Seamos claros: antes del reconocimiento o el repudio del rostro del otro y el ataque a su cuerpo estuvo la svástica y la estrella de David, la cruz y la media luna, la C o la D de Caballeros o Damas, la A o la B de clase A o clase B, el número tatuado en el brazo del campo de concentración o simplemente asentado en un registro… Las mismas iniciales del nombre y el apellido segregan a los cuerpos en las marcas de lo conciliable y lo inconciliable. Pero también la totalidad de la lengua sirve como marco segregativo(13).

La sociedad tecnocrática actual intensifica la segregación a múltiples niveles, y esto bajo la responsabilidad decisiva del discurso de la ciencia. La globalización, la unificación del campo mundial en el mercado, bajo su enorme presión totalizadora, acentúa paradójicamente el narcisismo de las pequeñas diferencias: al apretar, al ajustar, clava las púas de los individuos, de los grupos y de las etnias unas contra otras sin que se ponga allí en juego la riqueza de su diversidad cultural sino el odio de lo diferente en medio de la presión de lo mismo. Aparecen así una serie de polaridades aparentemente contradictorias que dibujan las coordenadas del campo en que la subjetividad, los grupos y las instituciones actúan y se forman: globalización – concentración; masificación – soledad; privado – público; tribu-marginalidad; etc.

Esta situación agrava el sufrimiento a nivel de lo subjetivo, lo grupal y lo institucional, aún bajo las formas paradójicas de lo “posmoderno” (el consumo, el poder del momento y el triunfo, formas que ya M. Klein asignaba a la manía). Se verifica así el incremento de algunos cuadros o fenómenos como la psicopatía, la depresión, la fobia, el pánico, la anorexia-bulimia, las llamadas psicosomáticas.

El análisis fragmentario de algún caso y el problema teórico de la identificación nos permitirían apoyar esta hipótesis, pero no es esta la oportunidad para hacerlo.

La extensión del campo de la identificación, la creación de nuevos emblemas y agrupaciones en lo colectivo quizás permitan contrarrestar en parte la tendencia segregativa. Y aclaramos que no se trata del mero uso o intensificación de las llamadas “redes”, sino del compromiso activo de los sujetos en la constitución de las identificaciones y los emblemas en lo singular y lo colectivo.

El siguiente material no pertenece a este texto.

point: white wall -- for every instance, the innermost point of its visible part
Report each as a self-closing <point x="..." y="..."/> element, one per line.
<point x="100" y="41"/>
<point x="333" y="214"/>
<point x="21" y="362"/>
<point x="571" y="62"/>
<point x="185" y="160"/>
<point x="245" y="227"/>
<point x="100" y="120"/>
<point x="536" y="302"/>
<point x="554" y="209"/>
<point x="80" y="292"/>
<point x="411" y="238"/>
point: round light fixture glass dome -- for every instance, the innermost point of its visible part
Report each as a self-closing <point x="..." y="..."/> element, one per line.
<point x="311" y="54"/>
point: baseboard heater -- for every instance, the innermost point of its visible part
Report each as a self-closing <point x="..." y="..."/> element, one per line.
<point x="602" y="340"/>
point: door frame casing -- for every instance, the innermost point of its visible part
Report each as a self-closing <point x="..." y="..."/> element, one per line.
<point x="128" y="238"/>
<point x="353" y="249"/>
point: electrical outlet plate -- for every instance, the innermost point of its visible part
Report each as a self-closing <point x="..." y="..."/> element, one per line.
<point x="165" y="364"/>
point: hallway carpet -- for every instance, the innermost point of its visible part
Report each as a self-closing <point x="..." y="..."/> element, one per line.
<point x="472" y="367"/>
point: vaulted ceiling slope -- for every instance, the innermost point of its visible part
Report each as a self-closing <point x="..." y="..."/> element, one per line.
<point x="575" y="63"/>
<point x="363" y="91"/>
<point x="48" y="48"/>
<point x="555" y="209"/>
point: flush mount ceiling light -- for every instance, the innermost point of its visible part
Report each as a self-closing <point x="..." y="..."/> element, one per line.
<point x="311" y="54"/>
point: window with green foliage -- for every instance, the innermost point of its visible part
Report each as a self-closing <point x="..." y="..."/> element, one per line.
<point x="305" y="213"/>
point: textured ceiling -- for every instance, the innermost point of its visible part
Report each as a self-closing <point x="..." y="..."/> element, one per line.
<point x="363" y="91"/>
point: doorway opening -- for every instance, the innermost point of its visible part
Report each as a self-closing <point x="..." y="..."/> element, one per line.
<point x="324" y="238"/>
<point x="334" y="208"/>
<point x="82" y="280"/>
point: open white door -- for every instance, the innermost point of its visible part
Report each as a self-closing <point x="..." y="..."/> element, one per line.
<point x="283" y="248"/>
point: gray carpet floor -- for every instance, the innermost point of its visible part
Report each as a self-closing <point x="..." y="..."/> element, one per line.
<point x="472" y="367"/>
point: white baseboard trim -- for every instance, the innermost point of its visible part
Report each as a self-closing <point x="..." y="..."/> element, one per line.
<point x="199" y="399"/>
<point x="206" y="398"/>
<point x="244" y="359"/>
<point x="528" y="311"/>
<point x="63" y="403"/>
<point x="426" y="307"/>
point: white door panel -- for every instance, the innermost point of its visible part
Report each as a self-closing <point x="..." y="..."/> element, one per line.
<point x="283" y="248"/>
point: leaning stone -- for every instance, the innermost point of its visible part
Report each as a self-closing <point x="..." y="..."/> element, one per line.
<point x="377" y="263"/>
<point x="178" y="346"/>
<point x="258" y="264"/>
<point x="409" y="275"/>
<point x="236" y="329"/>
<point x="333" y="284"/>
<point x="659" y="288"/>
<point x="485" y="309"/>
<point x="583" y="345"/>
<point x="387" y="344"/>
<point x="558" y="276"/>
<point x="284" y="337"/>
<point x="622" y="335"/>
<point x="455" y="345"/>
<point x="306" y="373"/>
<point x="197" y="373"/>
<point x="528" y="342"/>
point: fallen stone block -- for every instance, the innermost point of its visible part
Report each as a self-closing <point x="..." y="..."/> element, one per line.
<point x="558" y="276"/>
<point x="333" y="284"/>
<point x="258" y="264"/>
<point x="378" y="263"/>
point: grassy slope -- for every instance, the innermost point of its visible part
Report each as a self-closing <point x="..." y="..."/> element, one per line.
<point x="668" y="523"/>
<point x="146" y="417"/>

La relativa facilidad para las migraciones que ofrece la situación actual, como consecuencia de las descolonización, la globalización y la reconfiguración constante de los actores y factores económicopolíticos (caída del muro de Berlín, crisis asiática, euro, etc.) en función del mercado, incrementa la posibilidad de segregación y de soledad.

Encontramos así en algún número más o menos reciente de L’Information psychiatrique, revista de los psiquiatras de los hospitales franceses, la preocupación por síndromes psicopatológicos específicos que se producen en los emigrantes magrebinos. Ya antes, Jaspers había inventado el Heimweh, la nostalgia por el hogar, como fundamento explicativo de los casos de homicidios de criaturas a su cuidado por sirvientas desarraigadas de su lugar de origen.

Recuerdo, en mi experiencia, el caso de una internada diagnosticada como esquizofrenia paranoide, hija única de padres gringos, emigrados, que al ponerse a cuchichear entre ellos a toda velocidad en yiddish, producían una fuerte sensación de encierro y encriptamiento. Como correlato, en el delirio de la hija, voces nativas la trataban de salame, distorsión injuriosa de su nombre, pero también cifra de su origen (¿por qué no también shalom o salem aleikum?).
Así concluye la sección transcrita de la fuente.